Gerald stood up uncertainly, as though he thought he might be useful.

Jody unbuckled her brand new leather belt and peeled the fawn colored cloth down her left hip to expose an area of skin below the margin of her panties. She blushed charmingly and held her trousers up with her right hand. She looked at her husband while Eddie shot her and did not flinch.

“O.K., Jody,” Eddie said, patting her on the rump. “You’re fixed.” She walked away looking thoughtful and sat down on the floor beside her husband. For a moment they held hands and looked at each other.

“Raymond,” Eddie said, “take care of Gerald. I want to goof.” He began walking up and down in the middle of the room, silently mouthing a song of his imagining. Goofing.

Hicks measured and cooked up again.

Gerald took the chair where Jody had been sitting; he sat erect and grim, with the air of a man about to do something valorous in a good cause. When he looked at Hicks, his eyes held humility and trust.
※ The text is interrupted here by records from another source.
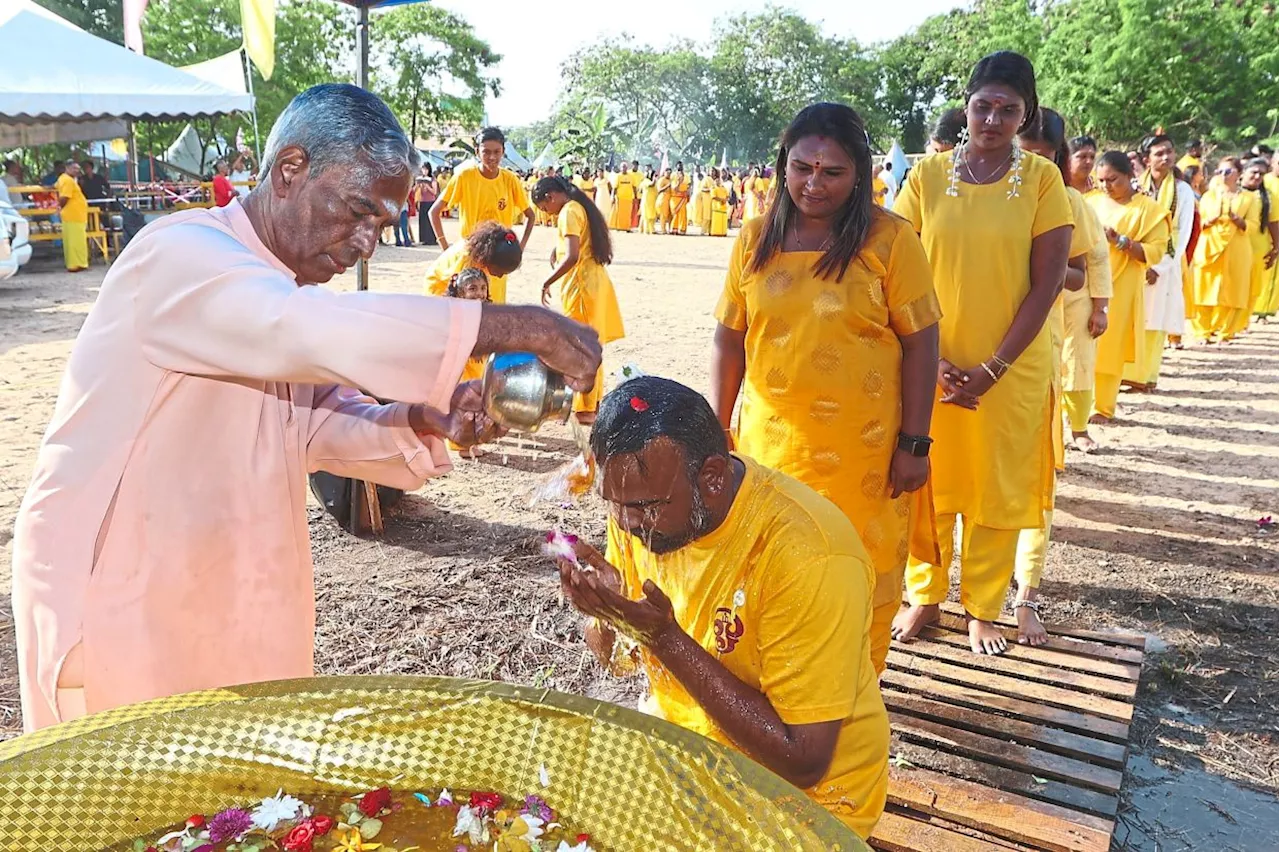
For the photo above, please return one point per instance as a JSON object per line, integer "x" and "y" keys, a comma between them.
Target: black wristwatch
{"x": 914, "y": 444}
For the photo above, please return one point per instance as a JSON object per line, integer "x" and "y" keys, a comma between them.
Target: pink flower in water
{"x": 229, "y": 825}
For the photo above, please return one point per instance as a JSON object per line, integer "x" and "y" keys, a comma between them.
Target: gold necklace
{"x": 795, "y": 236}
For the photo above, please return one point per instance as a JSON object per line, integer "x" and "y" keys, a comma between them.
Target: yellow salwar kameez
{"x": 1224, "y": 261}
{"x": 718, "y": 223}
{"x": 74, "y": 218}
{"x": 992, "y": 466}
{"x": 648, "y": 206}
{"x": 586, "y": 293}
{"x": 1033, "y": 543}
{"x": 452, "y": 261}
{"x": 822, "y": 392}
{"x": 625, "y": 200}
{"x": 704, "y": 204}
{"x": 1260, "y": 244}
{"x": 1147, "y": 223}
{"x": 680, "y": 188}
{"x": 664, "y": 204}
{"x": 1079, "y": 347}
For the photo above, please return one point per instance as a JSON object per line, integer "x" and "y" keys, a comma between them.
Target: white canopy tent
{"x": 92, "y": 87}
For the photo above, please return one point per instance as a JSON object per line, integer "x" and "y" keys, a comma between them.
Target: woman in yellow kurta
{"x": 1224, "y": 259}
{"x": 1264, "y": 238}
{"x": 624, "y": 198}
{"x": 492, "y": 248}
{"x": 586, "y": 293}
{"x": 705, "y": 184}
{"x": 648, "y": 204}
{"x": 997, "y": 228}
{"x": 831, "y": 333}
{"x": 718, "y": 224}
{"x": 680, "y": 192}
{"x": 1137, "y": 229}
{"x": 1047, "y": 137}
{"x": 663, "y": 183}
{"x": 1084, "y": 312}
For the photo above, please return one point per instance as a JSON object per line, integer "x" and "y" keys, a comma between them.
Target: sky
{"x": 534, "y": 37}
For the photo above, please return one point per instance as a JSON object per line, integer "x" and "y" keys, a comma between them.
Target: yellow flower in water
{"x": 350, "y": 841}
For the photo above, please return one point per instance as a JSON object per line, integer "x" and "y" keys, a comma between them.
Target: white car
{"x": 14, "y": 246}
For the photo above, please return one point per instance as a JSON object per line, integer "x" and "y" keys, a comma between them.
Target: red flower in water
{"x": 373, "y": 802}
{"x": 301, "y": 837}
{"x": 485, "y": 801}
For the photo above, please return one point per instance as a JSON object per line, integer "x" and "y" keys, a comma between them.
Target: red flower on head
{"x": 373, "y": 802}
{"x": 485, "y": 801}
{"x": 301, "y": 838}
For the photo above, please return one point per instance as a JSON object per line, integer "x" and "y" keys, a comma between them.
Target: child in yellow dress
{"x": 581, "y": 255}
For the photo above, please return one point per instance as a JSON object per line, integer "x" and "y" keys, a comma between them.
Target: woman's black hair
{"x": 1078, "y": 142}
{"x": 1116, "y": 160}
{"x": 947, "y": 127}
{"x": 496, "y": 246}
{"x": 842, "y": 124}
{"x": 647, "y": 408}
{"x": 1050, "y": 128}
{"x": 1261, "y": 163}
{"x": 602, "y": 246}
{"x": 458, "y": 282}
{"x": 1006, "y": 68}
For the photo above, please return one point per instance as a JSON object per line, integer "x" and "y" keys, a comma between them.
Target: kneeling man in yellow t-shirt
{"x": 748, "y": 595}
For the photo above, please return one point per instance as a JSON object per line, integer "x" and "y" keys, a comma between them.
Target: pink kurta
{"x": 165, "y": 527}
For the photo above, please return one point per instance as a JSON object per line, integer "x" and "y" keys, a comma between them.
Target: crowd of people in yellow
{"x": 886, "y": 393}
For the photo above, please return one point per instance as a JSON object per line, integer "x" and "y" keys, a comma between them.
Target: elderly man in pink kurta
{"x": 163, "y": 544}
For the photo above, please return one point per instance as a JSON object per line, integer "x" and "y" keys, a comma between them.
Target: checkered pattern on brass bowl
{"x": 636, "y": 783}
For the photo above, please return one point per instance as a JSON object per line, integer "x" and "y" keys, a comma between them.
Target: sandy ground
{"x": 1156, "y": 534}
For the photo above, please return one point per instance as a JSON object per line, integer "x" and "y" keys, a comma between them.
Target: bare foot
{"x": 986, "y": 639}
{"x": 1083, "y": 441}
{"x": 1031, "y": 628}
{"x": 909, "y": 622}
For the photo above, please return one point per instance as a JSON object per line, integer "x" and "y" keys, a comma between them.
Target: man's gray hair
{"x": 337, "y": 122}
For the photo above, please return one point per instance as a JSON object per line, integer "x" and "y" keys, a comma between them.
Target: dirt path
{"x": 1155, "y": 534}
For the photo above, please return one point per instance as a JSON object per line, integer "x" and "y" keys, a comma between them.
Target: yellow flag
{"x": 257, "y": 18}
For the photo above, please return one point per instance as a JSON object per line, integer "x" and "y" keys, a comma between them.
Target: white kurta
{"x": 165, "y": 527}
{"x": 1164, "y": 299}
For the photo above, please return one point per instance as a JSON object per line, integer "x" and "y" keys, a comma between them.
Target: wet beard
{"x": 699, "y": 525}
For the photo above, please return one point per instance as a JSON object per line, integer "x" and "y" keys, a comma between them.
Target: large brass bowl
{"x": 636, "y": 783}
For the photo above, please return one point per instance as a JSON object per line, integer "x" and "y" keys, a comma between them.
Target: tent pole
{"x": 248, "y": 76}
{"x": 362, "y": 81}
{"x": 132, "y": 170}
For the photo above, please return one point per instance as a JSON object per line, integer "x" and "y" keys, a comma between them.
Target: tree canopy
{"x": 1114, "y": 68}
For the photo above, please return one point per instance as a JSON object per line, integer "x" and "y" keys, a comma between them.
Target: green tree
{"x": 420, "y": 51}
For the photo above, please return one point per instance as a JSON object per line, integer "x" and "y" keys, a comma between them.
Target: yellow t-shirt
{"x": 781, "y": 595}
{"x": 76, "y": 209}
{"x": 823, "y": 385}
{"x": 995, "y": 465}
{"x": 480, "y": 198}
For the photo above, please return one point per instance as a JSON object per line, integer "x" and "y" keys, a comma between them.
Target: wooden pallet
{"x": 1020, "y": 751}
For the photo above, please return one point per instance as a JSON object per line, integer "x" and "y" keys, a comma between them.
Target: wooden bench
{"x": 1020, "y": 751}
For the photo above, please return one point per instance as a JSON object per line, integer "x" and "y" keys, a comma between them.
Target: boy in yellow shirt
{"x": 749, "y": 596}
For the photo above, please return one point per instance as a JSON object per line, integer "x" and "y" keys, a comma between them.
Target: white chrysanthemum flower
{"x": 275, "y": 810}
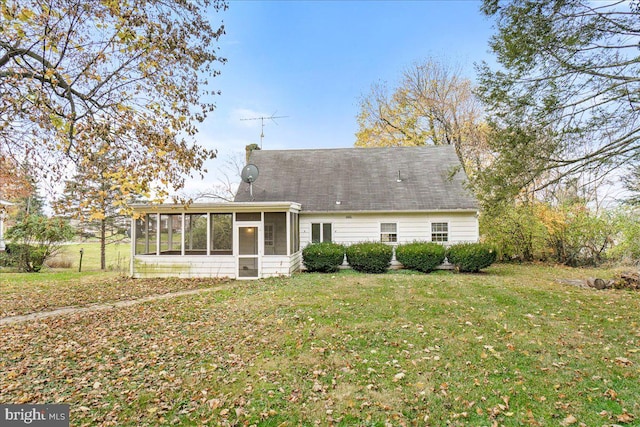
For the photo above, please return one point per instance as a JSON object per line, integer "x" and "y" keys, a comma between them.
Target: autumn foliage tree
{"x": 93, "y": 196}
{"x": 80, "y": 78}
{"x": 432, "y": 104}
{"x": 565, "y": 96}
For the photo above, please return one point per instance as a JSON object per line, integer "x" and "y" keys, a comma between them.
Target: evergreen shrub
{"x": 369, "y": 257}
{"x": 471, "y": 257}
{"x": 325, "y": 257}
{"x": 420, "y": 256}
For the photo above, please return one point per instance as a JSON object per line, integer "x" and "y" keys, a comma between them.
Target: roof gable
{"x": 361, "y": 179}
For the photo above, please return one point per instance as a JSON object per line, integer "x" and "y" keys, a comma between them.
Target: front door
{"x": 248, "y": 239}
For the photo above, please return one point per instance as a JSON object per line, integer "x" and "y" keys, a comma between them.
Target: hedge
{"x": 471, "y": 257}
{"x": 369, "y": 257}
{"x": 323, "y": 257}
{"x": 421, "y": 256}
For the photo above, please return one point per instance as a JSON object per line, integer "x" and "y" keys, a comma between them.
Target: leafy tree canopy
{"x": 432, "y": 104}
{"x": 80, "y": 78}
{"x": 566, "y": 96}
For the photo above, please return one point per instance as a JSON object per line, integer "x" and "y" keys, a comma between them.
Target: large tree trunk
{"x": 103, "y": 244}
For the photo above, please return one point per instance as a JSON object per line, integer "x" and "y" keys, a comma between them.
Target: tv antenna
{"x": 249, "y": 175}
{"x": 262, "y": 119}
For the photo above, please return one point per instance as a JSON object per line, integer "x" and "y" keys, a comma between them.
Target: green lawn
{"x": 508, "y": 347}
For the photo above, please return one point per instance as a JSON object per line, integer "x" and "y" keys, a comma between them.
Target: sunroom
{"x": 246, "y": 240}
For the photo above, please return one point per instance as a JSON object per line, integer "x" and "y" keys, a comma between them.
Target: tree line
{"x": 104, "y": 99}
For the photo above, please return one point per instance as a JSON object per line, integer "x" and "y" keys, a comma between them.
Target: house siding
{"x": 352, "y": 228}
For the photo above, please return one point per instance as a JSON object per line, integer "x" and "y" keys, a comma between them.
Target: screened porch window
{"x": 195, "y": 234}
{"x": 171, "y": 234}
{"x": 275, "y": 233}
{"x": 146, "y": 234}
{"x": 221, "y": 234}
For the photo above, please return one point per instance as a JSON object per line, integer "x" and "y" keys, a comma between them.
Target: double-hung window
{"x": 439, "y": 232}
{"x": 388, "y": 232}
{"x": 321, "y": 232}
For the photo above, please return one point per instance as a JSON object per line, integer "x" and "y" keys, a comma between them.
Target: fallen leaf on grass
{"x": 569, "y": 420}
{"x": 625, "y": 417}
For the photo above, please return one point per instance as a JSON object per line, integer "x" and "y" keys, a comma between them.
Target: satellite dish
{"x": 249, "y": 173}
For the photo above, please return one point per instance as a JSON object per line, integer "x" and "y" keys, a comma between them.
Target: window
{"x": 195, "y": 234}
{"x": 221, "y": 234}
{"x": 388, "y": 232}
{"x": 171, "y": 234}
{"x": 295, "y": 232}
{"x": 146, "y": 237}
{"x": 439, "y": 232}
{"x": 275, "y": 233}
{"x": 320, "y": 232}
{"x": 248, "y": 216}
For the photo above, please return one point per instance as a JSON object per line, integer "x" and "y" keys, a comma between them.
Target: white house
{"x": 393, "y": 195}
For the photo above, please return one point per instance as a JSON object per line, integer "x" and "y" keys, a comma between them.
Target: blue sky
{"x": 313, "y": 60}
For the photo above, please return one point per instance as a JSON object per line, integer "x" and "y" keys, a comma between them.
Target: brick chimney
{"x": 248, "y": 149}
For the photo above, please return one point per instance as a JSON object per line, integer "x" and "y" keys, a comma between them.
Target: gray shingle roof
{"x": 361, "y": 179}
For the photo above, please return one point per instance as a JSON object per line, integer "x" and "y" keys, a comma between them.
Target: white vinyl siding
{"x": 321, "y": 232}
{"x": 352, "y": 228}
{"x": 440, "y": 232}
{"x": 388, "y": 232}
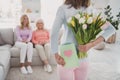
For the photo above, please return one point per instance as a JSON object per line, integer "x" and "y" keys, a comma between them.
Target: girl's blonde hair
{"x": 40, "y": 21}
{"x": 22, "y": 21}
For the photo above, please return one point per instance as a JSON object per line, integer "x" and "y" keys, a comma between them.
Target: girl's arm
{"x": 18, "y": 34}
{"x": 30, "y": 36}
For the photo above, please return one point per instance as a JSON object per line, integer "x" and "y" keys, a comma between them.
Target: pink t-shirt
{"x": 40, "y": 36}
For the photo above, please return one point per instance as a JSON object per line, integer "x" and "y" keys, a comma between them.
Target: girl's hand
{"x": 86, "y": 47}
{"x": 59, "y": 59}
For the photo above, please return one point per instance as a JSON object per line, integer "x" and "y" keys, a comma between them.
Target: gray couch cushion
{"x": 4, "y": 58}
{"x": 7, "y": 35}
{"x": 15, "y": 52}
{"x": 5, "y": 47}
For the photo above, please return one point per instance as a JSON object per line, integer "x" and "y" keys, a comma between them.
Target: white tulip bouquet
{"x": 85, "y": 28}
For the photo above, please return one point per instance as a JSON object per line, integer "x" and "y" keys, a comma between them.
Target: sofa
{"x": 9, "y": 54}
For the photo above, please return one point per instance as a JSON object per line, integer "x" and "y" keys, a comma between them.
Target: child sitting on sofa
{"x": 40, "y": 38}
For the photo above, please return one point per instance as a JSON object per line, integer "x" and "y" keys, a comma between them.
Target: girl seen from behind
{"x": 24, "y": 35}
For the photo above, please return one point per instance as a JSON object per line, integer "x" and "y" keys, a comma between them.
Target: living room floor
{"x": 104, "y": 65}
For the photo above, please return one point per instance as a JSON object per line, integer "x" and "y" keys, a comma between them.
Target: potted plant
{"x": 114, "y": 22}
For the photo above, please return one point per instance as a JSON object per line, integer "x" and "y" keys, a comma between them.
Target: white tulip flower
{"x": 84, "y": 26}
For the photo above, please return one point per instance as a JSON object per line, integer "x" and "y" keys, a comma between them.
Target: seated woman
{"x": 24, "y": 35}
{"x": 41, "y": 39}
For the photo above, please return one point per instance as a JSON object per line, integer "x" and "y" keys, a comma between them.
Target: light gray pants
{"x": 44, "y": 51}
“Shall I take my pants down,” he asked.

“You don’t have to,” Hicks said.

Hicks drew up the liquor, pink with blood and lined up the spike with Gerald’s bare arm.

Eddie stopped goofing for a moment to watch.

“Hey, Raymond, don’t hit him in the vein, man.”

“No,” Hicks said.

Jody tried to stand up.

“Oh my God,” she said softly.

“Isn’t that the vein?” Gerald asked. At the last moment, he tried to pull his arm away. Hicks held his wrist and pushed the shot home.

“What are you doing?” Eddie asked. He was still smiling. “What the fuck are you doing?”

Gerald’s eyes opened in astonishment. His feet made a quick convulsive shuffle. When he fell sideways, the needle went with his arm.